Абингтон вскочил на ноги.
— Нет, она не будет!..
Посол поморщился и проворчал:
— Помолчите. Все это вас больше не касается.
Абингтон повернулся к Беннету.
— Майор, последние наши агенты, посланные в ту местность, не вернулись. Там смертельная ловушка. Ее убьют!
Лист бумаги в кармане Беннета, казалось, превратился в свинец.
— Я уверен, что Прествуд способен на большее, чем просто охранять мисс Синклер, — заявил Даллер.
Абингтон выразительно посмотрел на майора.
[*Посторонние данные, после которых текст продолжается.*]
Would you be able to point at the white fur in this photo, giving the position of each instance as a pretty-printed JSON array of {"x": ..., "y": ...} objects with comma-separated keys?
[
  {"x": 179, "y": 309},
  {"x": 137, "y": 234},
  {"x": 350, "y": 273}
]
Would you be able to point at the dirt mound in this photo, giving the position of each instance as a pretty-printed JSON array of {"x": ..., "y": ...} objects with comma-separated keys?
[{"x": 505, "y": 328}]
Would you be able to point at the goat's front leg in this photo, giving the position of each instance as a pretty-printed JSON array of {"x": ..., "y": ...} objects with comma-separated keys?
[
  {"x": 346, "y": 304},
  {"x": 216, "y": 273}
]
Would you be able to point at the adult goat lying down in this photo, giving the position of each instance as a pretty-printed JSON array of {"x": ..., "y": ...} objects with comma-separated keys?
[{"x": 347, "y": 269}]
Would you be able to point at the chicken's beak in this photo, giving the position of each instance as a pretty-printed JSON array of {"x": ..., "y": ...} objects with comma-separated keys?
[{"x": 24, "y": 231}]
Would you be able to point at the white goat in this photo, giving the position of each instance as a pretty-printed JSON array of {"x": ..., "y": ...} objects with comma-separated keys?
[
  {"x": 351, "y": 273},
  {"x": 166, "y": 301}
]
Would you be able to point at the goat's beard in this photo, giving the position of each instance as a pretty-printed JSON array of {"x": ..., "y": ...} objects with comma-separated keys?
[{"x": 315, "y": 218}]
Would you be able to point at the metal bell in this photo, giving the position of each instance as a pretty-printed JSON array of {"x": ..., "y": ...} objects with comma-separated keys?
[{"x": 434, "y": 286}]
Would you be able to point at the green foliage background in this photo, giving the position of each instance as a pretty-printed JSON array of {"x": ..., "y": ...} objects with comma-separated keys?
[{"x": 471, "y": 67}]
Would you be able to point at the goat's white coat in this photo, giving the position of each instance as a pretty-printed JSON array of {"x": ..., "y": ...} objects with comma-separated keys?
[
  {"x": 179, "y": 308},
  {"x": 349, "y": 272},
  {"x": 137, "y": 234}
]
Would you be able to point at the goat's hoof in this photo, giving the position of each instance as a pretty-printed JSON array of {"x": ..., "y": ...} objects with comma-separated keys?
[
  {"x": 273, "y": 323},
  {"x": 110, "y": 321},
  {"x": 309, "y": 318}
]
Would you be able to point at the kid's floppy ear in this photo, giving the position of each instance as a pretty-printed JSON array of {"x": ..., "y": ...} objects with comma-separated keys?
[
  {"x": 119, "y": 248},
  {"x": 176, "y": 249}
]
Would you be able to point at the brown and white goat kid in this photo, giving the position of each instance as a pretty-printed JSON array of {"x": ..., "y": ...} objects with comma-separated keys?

— Поймите, Прествуд, что это — ловушка. Сам султан потерял полк солдат в схватке с бандитами в этих горах.
Посол со вздохом кивнул:
— Да, риск есть. Но это — последнее, что мы просим ее сделать.
Беннет пожал плечами:
— Как бы то ни было, я имею приказ.
И он не станет нарушать его. Если бы британские солдаты не исполняли любой приказ, — пусть даже они сами не были с ним согласны, — то на троне в Лондоне сейчас сидел бы Наполеон. Что же касается именно этого приказа... Он обязан защитить Мари, вот и все.
Абингтон направился к двери. Обернувшись, сказал:
— Я был лучшего мнения о вас, Прествуд.
Беннет невольно сжал кулаки, однако промолчал. А Абингтон добавил:
— До сих пор риск для нее был минимальным. Иначе я не остановил бы ее, когда...
— Довольно! — перебил Беннет. — Лучше скажите, как давно вам стало известно, что мисс Синклер — автор этих рисунков?
— Видите ли, я... — Абингтон умолк, ухватившись за ручку двери. Наконец, вздохнув, пробормотал: — Как будто я мог остановить ее. — Он поджал губы. — Но вы хотя бы сообщите ей, на какой риск она идет?
Беннет тут же кивнул:
— Да, разумеется. И она пойдет на это дело с открытыми глазами — или не пойдет совсем.
Абингтон тяжко вздохнул и вышел.
Беннет проводил его пристальным взглядом. Во время войны, когда он приказывал своим людям выполнять задания, он часто знал, что они не вернутся. Картер и Джонсон... Поттер и Девис... И еще — Блэрни. Он знал имена всех своих людей, приговоренных им к смерти. Он знал каждого из них в лицо и видел перед собой эти лица каждую ночь перед тем, как уснуть и погрузиться в ночные кошмары.
Их гибель тяжким грузом ложилась на его плечи, но он никогда не подвергал сомнению правильность своих поступков. Он делал то, что должен был делать для победы над врагом, вот и все.
Но сейчас... Сейчас все было по-другому. Потому что речь шла о жизни женщины.
Беннет нехотя надел мундир, и солидный ряд наград дружно звякнул — далеко не благозвучно. Майор нахмурился и дернул за одну из этих проклятых побрякушек. Но выбора у него не было; посол ясно дал понять, что хочет представить его, Беннета, своим гостям, собравшимся за столом, — хочет представить в ореоле воинской славы.
Беннет не спеша застегнул мундир — и вдруг насторожился. Что это?
Опустившись на пол, он заглянул за кровать. Никого.
И все же было ясно: кто-то находился совсем рядом.
Майор вытащил из сапога кинжал и замер, прислушиваясь. Вроде бы тишина. Но что же насторожило его? Быть может...
Да-да, тихий шорох. Кажется, из гардеробной. Выждав с минуту, майор убедился в том, что не ошибся. И, выпрямившись, осторожно подошел к смежной комнате.
— Хотите перерезать мне глотку? — послышался знакомый голос.
— Могли бы воспользоваться и дверью, — пробурчал Беннет, опуская нож. — Если вы собираетесь и в будущем тайком пробираться в чужие комнаты, Абингтон, я бы порекомендовал поучиться слежке.